Waste management is an important topic of conversation in Bali. For the most part, the dialogue focuses on the impact of plastic waste on the island’s beaches. When tides of garbage wash up on Bali’s beaches, many fear that it will tarnish the island’s public image as a picturesque beach resort.
The issue that gets less airtime is the topic of waste inland and in the island’s urban environments. Bali’s capital city Denpasar has a longstanding problem with waste management. As the Suwung Landfill is now closed, waste is mounting up at the newly established waste processing centers as they’re not yet fully operational.
Referred to locally as a ‘time bomb,’ waste is now mounting up outside the newly established Reuse, Reduce, Recycle Waste Disposal Facilities (TPS3R) facility in Denpasar. Last year Bali’s Governor Wayan Koster announced that all landfills in Bali would close by September, and the island’s waste management system would migrate over to the TPS3R facilities.
Speaking at the time of the announcement, Governor Koster said, “With the landfills closed and the TPS3R and TPST up and running, we won’t have a problem with overcapacity landfill anymore…We will open 26 TPS3R and 15 TPST across various regions, including Denpasar, before the G-20 Conference in September.”
The landfills did close, but the implications of the reasonably sudden closures are now being felt by residents across the island. Despite assurances from local leaders last week that the issue would be seen to immediately, trash is still mounting up outside the TSPT Lumintang in Denpasar. As one of the busiest waste management facilities on the island, just a day out of action creates a serious backlog of garbage.
Footage of the garbage piling up in Banjar Tern Sari in North Denpasar is hitting the headlines of Bali’s local newspapers and social media citizen journalism sites. Speaking to reporters, Denpasar City DPRD member, Anak Agung Susruta Ngurah Putra, confirmed that he had asked the local government to prioritize action over ceremony. Putra called out city government officials for formally inaugurating the TSPT Lumintang with all the fanfare that such an event entails without the facility being fully functional.
He said, “I got information on the inauguration of TPST attended by the minister [Coordinating Minister for Maritime Affairs and Investment, Luhut Binsar Pandjaitan] that they’ll solve the trash problem first. Don’t if someone comes, [only] then clean up to the toll road. First, show the proof of trash handled with TPST. If you can’t finish the trash completely, it’s embarrassing.”
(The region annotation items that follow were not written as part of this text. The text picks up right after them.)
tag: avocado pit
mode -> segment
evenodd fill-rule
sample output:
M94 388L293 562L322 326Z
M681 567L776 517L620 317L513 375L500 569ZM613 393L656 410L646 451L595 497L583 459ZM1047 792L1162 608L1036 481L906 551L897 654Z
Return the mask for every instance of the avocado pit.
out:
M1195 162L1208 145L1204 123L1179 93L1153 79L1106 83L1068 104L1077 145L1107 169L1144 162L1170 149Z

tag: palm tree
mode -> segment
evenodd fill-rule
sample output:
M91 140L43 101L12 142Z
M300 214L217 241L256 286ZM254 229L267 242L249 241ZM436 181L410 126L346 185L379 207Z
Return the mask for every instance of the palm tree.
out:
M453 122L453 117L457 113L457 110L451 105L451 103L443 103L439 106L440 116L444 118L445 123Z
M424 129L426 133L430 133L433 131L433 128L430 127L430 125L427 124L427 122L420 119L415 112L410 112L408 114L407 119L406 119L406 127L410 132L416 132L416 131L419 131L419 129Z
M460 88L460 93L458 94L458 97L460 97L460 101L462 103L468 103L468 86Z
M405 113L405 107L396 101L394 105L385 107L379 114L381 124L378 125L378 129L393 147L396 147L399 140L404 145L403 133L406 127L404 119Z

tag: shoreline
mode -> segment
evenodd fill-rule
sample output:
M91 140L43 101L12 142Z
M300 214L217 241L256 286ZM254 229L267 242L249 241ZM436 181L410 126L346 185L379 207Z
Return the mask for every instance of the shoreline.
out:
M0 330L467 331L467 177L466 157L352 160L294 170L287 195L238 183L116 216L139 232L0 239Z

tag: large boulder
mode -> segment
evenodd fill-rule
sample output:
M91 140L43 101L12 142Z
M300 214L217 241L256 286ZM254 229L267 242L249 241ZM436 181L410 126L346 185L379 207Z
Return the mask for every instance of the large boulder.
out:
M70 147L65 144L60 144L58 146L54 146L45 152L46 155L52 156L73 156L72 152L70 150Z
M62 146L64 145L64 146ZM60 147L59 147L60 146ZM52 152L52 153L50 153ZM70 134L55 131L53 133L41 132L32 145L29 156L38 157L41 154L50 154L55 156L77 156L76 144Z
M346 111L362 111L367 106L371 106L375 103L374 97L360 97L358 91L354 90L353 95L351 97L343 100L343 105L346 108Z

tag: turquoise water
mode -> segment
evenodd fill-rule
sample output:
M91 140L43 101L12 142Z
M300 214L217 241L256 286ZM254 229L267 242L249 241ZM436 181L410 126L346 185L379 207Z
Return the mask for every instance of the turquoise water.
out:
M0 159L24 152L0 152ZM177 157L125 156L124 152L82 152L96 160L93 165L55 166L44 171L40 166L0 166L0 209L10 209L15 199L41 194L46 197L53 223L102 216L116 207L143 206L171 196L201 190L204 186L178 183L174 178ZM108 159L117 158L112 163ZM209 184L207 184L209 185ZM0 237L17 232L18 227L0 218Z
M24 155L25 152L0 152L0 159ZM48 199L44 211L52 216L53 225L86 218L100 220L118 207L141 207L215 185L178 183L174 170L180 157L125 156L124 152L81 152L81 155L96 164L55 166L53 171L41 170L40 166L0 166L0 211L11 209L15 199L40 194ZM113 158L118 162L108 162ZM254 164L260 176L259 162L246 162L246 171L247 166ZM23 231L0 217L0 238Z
The Head of UPTD Waste Management of the Bali Provincial Forestry and Environment Office, Made Armadi, issued an explanation for why the trash is not currently being processed in Denpasar. He said that the issue is partly due to heavy rains and that there are only four utility vehicles available to shift over 1200 tons of garbage a day. He also noted that the TPS3R and TPST facilities were also designed to process waste for recycling and reuse, not simply landfills. He said that communities needed to focus on waste reduction to help tackle the issue.
Armadi was unable to confirm when the queue of garbage trucks or the mounting garbage heap would end. He fears that more heavy rain will see more garbage being washed through the streets. Speaking separately on Thursday, 23rd February, the Regional Secretary of Denpasar City, Alit Wiradana, told reports the issue is being seen to. He said, “according to the Mayor’s instruction, this waste accumulation is immediately handled, and we have also instructed that all waste stations be motored, anticipated and optimized for transportation periodically so that waste does not spill and accumulate.”
He concluded, “The party hopes this handling can be completed as soon as possible. So as not to disturb the comfort of the surrounding community. To tackle this garbage problem, Denpasar City has also added heavy equipment, both by buying a new one or renting heavy equipment. So our line up [operates] day and nights dealing with the garbage that every day the volume also decreases.”